Кстати, в отношениях с людьми незнакомыми он другой — обходительный, вежливый, обаятельный, не обидится и не вспылит без крайней нужды, но если кто-то вдруг встанет у него на дороге… Однажды, помню, мы с ним шли скоростную десятку по парковой аллее. Впереди нас шли обычные парни, несколько перекрывая нам путь. Как всегда в таких случаях, шеф громко подал предупредительный сигнал: «Оп-па!» Парни оглянулись и двое сдвинулись на обочину, а один вдруг встал перед нами и начал кривляться, пародируя спортивную ходьбу. На своей скорости мы его моментально догнали и Борисыч с такой силой толкнул парня в сторону, что тот отлетел метров на пять и едва удержался на ногах. Мы не оглядываясь ушли вперед и сзади была полная тишина.

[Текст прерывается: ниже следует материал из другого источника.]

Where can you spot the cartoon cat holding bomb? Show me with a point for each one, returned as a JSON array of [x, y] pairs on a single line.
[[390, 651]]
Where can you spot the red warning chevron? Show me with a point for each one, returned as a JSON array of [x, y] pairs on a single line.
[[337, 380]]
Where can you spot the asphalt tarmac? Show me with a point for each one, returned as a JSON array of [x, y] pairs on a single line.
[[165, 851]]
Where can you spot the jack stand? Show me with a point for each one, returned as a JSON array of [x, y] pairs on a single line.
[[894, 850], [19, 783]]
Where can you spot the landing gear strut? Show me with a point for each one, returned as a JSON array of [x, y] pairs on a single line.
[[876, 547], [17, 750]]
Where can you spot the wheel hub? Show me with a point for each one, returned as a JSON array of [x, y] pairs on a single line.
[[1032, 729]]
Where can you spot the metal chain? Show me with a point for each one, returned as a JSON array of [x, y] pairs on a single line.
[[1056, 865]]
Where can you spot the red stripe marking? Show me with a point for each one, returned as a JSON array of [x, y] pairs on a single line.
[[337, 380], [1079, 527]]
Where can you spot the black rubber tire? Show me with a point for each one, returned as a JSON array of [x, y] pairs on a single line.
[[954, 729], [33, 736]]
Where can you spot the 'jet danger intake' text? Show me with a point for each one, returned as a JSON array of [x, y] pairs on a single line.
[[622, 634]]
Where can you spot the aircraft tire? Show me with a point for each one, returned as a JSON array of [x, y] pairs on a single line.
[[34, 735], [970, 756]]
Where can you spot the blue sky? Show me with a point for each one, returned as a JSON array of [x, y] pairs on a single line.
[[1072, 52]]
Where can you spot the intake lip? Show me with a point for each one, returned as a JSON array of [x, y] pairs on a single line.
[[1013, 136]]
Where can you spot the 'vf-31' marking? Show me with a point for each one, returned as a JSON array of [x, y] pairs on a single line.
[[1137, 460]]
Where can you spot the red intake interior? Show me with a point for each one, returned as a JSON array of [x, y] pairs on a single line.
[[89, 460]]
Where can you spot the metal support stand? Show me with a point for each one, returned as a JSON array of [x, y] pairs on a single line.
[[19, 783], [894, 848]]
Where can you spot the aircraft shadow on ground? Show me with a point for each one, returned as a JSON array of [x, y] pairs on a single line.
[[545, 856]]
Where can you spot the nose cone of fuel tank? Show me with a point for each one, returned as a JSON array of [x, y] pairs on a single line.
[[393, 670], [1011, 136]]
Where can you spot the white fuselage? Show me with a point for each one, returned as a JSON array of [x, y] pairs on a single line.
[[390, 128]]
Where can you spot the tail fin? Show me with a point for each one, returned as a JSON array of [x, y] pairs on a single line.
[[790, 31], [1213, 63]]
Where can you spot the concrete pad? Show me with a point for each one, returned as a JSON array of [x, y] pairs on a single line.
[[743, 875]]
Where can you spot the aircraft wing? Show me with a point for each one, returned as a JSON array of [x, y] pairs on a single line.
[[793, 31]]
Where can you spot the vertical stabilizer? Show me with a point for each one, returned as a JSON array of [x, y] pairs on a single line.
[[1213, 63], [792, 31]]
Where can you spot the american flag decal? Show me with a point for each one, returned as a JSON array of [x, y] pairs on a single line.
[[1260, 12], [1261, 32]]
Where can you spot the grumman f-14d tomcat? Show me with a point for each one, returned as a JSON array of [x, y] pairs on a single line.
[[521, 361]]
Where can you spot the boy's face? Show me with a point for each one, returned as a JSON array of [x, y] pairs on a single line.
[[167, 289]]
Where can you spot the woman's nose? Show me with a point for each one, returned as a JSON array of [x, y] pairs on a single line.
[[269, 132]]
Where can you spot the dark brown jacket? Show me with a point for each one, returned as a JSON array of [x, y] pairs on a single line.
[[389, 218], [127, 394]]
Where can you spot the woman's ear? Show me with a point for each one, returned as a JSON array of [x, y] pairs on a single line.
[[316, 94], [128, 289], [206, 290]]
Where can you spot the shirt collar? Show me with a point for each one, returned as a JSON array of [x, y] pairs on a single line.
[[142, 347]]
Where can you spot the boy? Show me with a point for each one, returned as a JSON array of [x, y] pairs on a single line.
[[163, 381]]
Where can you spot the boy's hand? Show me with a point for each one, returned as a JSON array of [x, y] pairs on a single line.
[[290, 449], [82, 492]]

Вообще-то, парни при желании бы могли отметелить нас, двух щуплых ходоков, за милую душу, но, видимо, на уровне подсознания поняли моментально: «с этим психом лучше не связываться.»

14 мая 1971 г. Учебное хозяйство ИСХИ. Практика.

Если судить по тому, чем я занимаюсь сейчас, то, скорее, нахожусь на тренировочном сборе, и если честно записывать все, что я делаю, то «Производственный дневник» превратиться в «Дневник тренировок». А мне предстоит отдавать его в деканат для отчета о практике и надо отразить там мою сельскохозяйственную деятельность!

Стал придумывать, что бы такое записать за вчерашний день. Сначала я сходил на тренировку, затем валялся на травке и читал книгу «Звезды мирового спорта». Что еще? Ах, да! На питомнике ручная сеялка сломалась и девчонки попросили меня починить. Я посмотрел, а там всего-то гайка потерялась. Сходил в мастерскую за гайкой, прикрутил, сеялка заработала. Значит, пишу: «До обеда ремонтировал сеялку». А после обеда я в лесу загорал. Что писать? Подумал и вспомнил: неподалеку в поле трактор тарахтел, я еще взглянул на обратном пути — кто это мне отдыхать мешал? В дневник записываю: «После обеда наблюдение за обработкой поля дисковой бороной БДТ-7»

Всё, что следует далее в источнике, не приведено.